Nevertheless, at least two agents — both of whom spoke on the condition that they not be identified for fear of reprisals — said they viewed the policy as an attempt to silence them at a time of intense scrutiny of the department.

"This obviously is an effort to quiet us down and keep us from coming forward," said one investigator. He noted that the Senate hearings later this month were prompted by agents who divulged stories about the code of silence among prison guards and pressure by the guards' union to stymie investigations of brutality.

"The hearings are coming up," one agent said, "and they want to muzzle us."

Other frequent critics of the department agreed that the timing of the new confidentiality policy seemed noteworthy. In addition to the upcoming hearings, The Times recently published an article critical of the department's record of policing itself. The report appeared the day before the memo was issued.

"The timing suggests that the department is interested in managing information by suppressing it," said Steve Fama of the Prison Law Office, which provides legal services to inmates. "While it's necessary to protect the integrity of investigations, sunshine is the best disinfectant…. This directive seems to go too far."

Amid such criticism, others said they were surprised to see such a memo issued by Hoshino, who was hired late last year to revamp and increase the credibility of the department's internal affairs unit. Formerly, Hoshino worked for the state inspector general's office, which investigates abuses within the prison system.
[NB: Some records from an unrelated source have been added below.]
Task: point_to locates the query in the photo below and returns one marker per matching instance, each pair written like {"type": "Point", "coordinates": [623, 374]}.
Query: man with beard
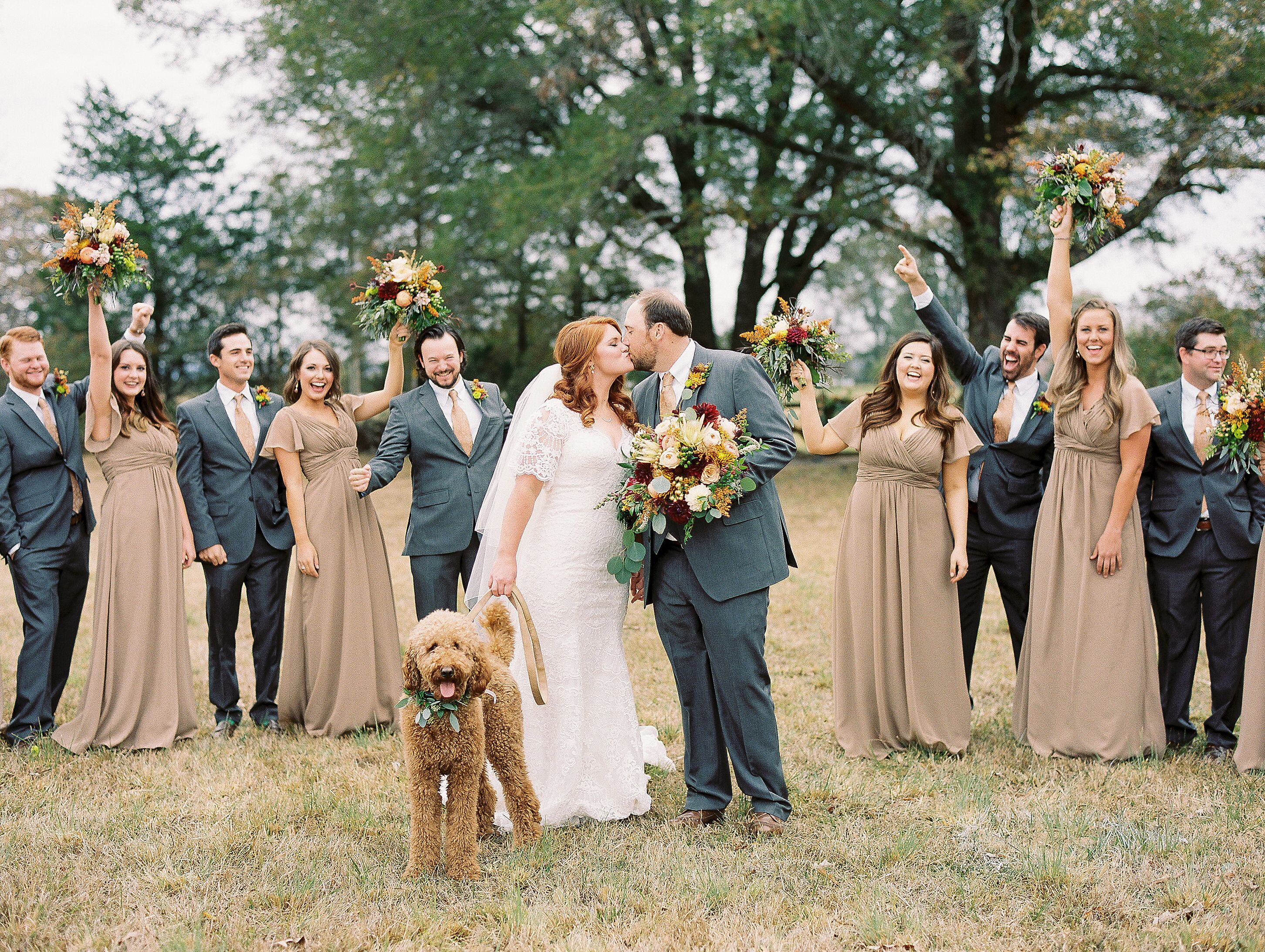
{"type": "Point", "coordinates": [1006, 479]}
{"type": "Point", "coordinates": [452, 432]}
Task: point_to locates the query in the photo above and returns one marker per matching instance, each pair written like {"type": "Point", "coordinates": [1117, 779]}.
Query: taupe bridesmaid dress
{"type": "Point", "coordinates": [1088, 681]}
{"type": "Point", "coordinates": [900, 675]}
{"type": "Point", "coordinates": [1250, 754]}
{"type": "Point", "coordinates": [341, 655]}
{"type": "Point", "coordinates": [139, 692]}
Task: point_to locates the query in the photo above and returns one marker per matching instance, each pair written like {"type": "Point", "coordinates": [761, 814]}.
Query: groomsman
{"type": "Point", "coordinates": [453, 433]}
{"type": "Point", "coordinates": [237, 509]}
{"type": "Point", "coordinates": [46, 516]}
{"type": "Point", "coordinates": [1204, 529]}
{"type": "Point", "coordinates": [1008, 475]}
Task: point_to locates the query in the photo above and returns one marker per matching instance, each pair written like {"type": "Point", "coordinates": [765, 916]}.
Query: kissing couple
{"type": "Point", "coordinates": [543, 528]}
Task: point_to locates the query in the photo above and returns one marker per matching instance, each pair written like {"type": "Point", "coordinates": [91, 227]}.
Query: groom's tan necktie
{"type": "Point", "coordinates": [1202, 439]}
{"type": "Point", "coordinates": [461, 425]}
{"type": "Point", "coordinates": [667, 396]}
{"type": "Point", "coordinates": [242, 424]}
{"type": "Point", "coordinates": [46, 412]}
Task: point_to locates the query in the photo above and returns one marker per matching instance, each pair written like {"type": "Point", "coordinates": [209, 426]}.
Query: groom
{"type": "Point", "coordinates": [711, 596]}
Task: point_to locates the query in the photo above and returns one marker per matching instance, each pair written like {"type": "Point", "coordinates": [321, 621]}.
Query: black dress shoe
{"type": "Point", "coordinates": [224, 730]}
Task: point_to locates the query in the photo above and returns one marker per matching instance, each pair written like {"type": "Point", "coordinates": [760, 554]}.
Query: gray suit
{"type": "Point", "coordinates": [448, 487]}
{"type": "Point", "coordinates": [50, 569]}
{"type": "Point", "coordinates": [711, 601]}
{"type": "Point", "coordinates": [1011, 481]}
{"type": "Point", "coordinates": [240, 505]}
{"type": "Point", "coordinates": [1191, 569]}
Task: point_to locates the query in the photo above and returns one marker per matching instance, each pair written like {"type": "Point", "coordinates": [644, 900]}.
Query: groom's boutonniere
{"type": "Point", "coordinates": [697, 378]}
{"type": "Point", "coordinates": [433, 710]}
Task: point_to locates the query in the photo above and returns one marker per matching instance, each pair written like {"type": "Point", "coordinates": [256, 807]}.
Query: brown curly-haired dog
{"type": "Point", "coordinates": [448, 658]}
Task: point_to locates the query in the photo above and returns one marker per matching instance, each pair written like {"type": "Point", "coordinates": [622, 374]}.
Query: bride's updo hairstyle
{"type": "Point", "coordinates": [575, 353]}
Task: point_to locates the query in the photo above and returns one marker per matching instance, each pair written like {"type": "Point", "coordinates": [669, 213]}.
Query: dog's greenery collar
{"type": "Point", "coordinates": [433, 710]}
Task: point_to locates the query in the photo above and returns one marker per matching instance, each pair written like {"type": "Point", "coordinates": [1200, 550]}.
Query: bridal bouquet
{"type": "Point", "coordinates": [1240, 428]}
{"type": "Point", "coordinates": [787, 335]}
{"type": "Point", "coordinates": [1095, 182]}
{"type": "Point", "coordinates": [692, 466]}
{"type": "Point", "coordinates": [402, 290]}
{"type": "Point", "coordinates": [98, 254]}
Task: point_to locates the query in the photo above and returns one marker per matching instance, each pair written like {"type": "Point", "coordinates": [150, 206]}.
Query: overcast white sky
{"type": "Point", "coordinates": [50, 50]}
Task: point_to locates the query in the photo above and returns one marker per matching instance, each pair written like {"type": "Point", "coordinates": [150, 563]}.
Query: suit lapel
{"type": "Point", "coordinates": [30, 418]}
{"type": "Point", "coordinates": [432, 404]}
{"type": "Point", "coordinates": [216, 408]}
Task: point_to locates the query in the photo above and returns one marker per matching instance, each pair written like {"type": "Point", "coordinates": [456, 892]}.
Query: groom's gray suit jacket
{"type": "Point", "coordinates": [749, 549]}
{"type": "Point", "coordinates": [448, 487]}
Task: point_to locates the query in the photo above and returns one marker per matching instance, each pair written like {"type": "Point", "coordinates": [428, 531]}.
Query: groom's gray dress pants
{"type": "Point", "coordinates": [717, 650]}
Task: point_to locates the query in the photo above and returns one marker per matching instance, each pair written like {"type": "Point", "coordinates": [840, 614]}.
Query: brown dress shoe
{"type": "Point", "coordinates": [697, 818]}
{"type": "Point", "coordinates": [764, 825]}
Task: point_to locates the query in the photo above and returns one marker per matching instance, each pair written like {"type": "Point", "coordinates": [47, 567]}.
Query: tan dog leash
{"type": "Point", "coordinates": [532, 654]}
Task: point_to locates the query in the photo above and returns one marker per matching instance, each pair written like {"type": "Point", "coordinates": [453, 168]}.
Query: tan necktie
{"type": "Point", "coordinates": [1002, 418]}
{"type": "Point", "coordinates": [51, 425]}
{"type": "Point", "coordinates": [461, 425]}
{"type": "Point", "coordinates": [242, 424]}
{"type": "Point", "coordinates": [1202, 438]}
{"type": "Point", "coordinates": [667, 398]}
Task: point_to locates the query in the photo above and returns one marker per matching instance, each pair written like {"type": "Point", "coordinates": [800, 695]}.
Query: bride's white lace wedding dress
{"type": "Point", "coordinates": [585, 750]}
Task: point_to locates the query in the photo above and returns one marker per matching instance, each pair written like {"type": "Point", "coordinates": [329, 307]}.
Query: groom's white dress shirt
{"type": "Point", "coordinates": [463, 396]}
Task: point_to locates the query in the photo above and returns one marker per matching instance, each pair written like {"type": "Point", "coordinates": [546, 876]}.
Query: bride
{"type": "Point", "coordinates": [542, 529]}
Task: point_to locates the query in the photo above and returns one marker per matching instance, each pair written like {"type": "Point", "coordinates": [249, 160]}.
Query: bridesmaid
{"type": "Point", "coordinates": [1088, 678]}
{"type": "Point", "coordinates": [899, 669]}
{"type": "Point", "coordinates": [1250, 754]}
{"type": "Point", "coordinates": [341, 653]}
{"type": "Point", "coordinates": [139, 692]}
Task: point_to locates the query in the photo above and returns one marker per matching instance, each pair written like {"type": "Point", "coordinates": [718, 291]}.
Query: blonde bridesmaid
{"type": "Point", "coordinates": [139, 692]}
{"type": "Point", "coordinates": [341, 653]}
{"type": "Point", "coordinates": [899, 669]}
{"type": "Point", "coordinates": [1088, 679]}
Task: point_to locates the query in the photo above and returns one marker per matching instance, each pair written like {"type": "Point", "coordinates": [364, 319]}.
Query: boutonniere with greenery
{"type": "Point", "coordinates": [433, 710]}
{"type": "Point", "coordinates": [697, 378]}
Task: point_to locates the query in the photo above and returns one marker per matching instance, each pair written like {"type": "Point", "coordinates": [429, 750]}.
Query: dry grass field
{"type": "Point", "coordinates": [298, 842]}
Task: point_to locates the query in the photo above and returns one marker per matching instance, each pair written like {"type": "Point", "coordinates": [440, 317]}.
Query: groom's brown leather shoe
{"type": "Point", "coordinates": [696, 818]}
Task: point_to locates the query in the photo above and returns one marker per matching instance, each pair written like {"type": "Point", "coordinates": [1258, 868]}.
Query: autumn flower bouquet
{"type": "Point", "coordinates": [98, 254]}
{"type": "Point", "coordinates": [1240, 428]}
{"type": "Point", "coordinates": [692, 466]}
{"type": "Point", "coordinates": [787, 335]}
{"type": "Point", "coordinates": [402, 290]}
{"type": "Point", "coordinates": [1095, 182]}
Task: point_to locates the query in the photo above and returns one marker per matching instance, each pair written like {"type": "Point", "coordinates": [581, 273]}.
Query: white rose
{"type": "Point", "coordinates": [697, 497]}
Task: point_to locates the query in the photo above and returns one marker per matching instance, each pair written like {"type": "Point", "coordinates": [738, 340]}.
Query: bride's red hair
{"type": "Point", "coordinates": [573, 353]}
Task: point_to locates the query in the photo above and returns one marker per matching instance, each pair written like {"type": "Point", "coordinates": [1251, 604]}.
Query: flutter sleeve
{"type": "Point", "coordinates": [283, 435]}
{"type": "Point", "coordinates": [963, 443]}
{"type": "Point", "coordinates": [848, 424]}
{"type": "Point", "coordinates": [1139, 410]}
{"type": "Point", "coordinates": [115, 426]}
{"type": "Point", "coordinates": [545, 442]}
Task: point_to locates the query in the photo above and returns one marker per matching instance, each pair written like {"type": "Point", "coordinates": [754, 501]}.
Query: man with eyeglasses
{"type": "Point", "coordinates": [1204, 529]}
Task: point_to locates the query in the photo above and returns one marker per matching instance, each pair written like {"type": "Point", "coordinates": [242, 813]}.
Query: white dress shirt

Aides to Speier also noted that Hoshino and other corrections officials have been cooperative under Gov. Arnold Schwarzenegger's administration, providing documents and other help in a timely fashion.

"There has been no attempt to keep us from talking to anyone [within the prison system]," said Richard Steffen, Speier's top aide and a key organizer of the upcoming hearings. "There is an openness that we didn't see with the last administration."

The Office of Investigative Services is charged with examining allegations of employee misconduct within corrections, from guard brutality to workers' compensation fraud and sexual harassment. Recently, agents have alleged that their investigations have been stifled by pressure from the powerful guards union, the California Correctional Peace Officers Assn.

Last summer, for example, internal affairs agents in Southern California said top department officials had ordered them to turn over to the union their files in an investigation of claims that Chino state prison guards had beaten five inmates in 2002. The agents also said the department had targeted their Rancho Cucamonga investigative office for closure because they refused to turn over the files, charges the union and department officials denied.

More recently, a federal court hearing was held to explore whether former Corrections Director Edward S. Alameida ended a perjury investigation of three prison guards because of union pressure. Alameida, who denied any interference from the union, resigned shortly after testifying in that case in December.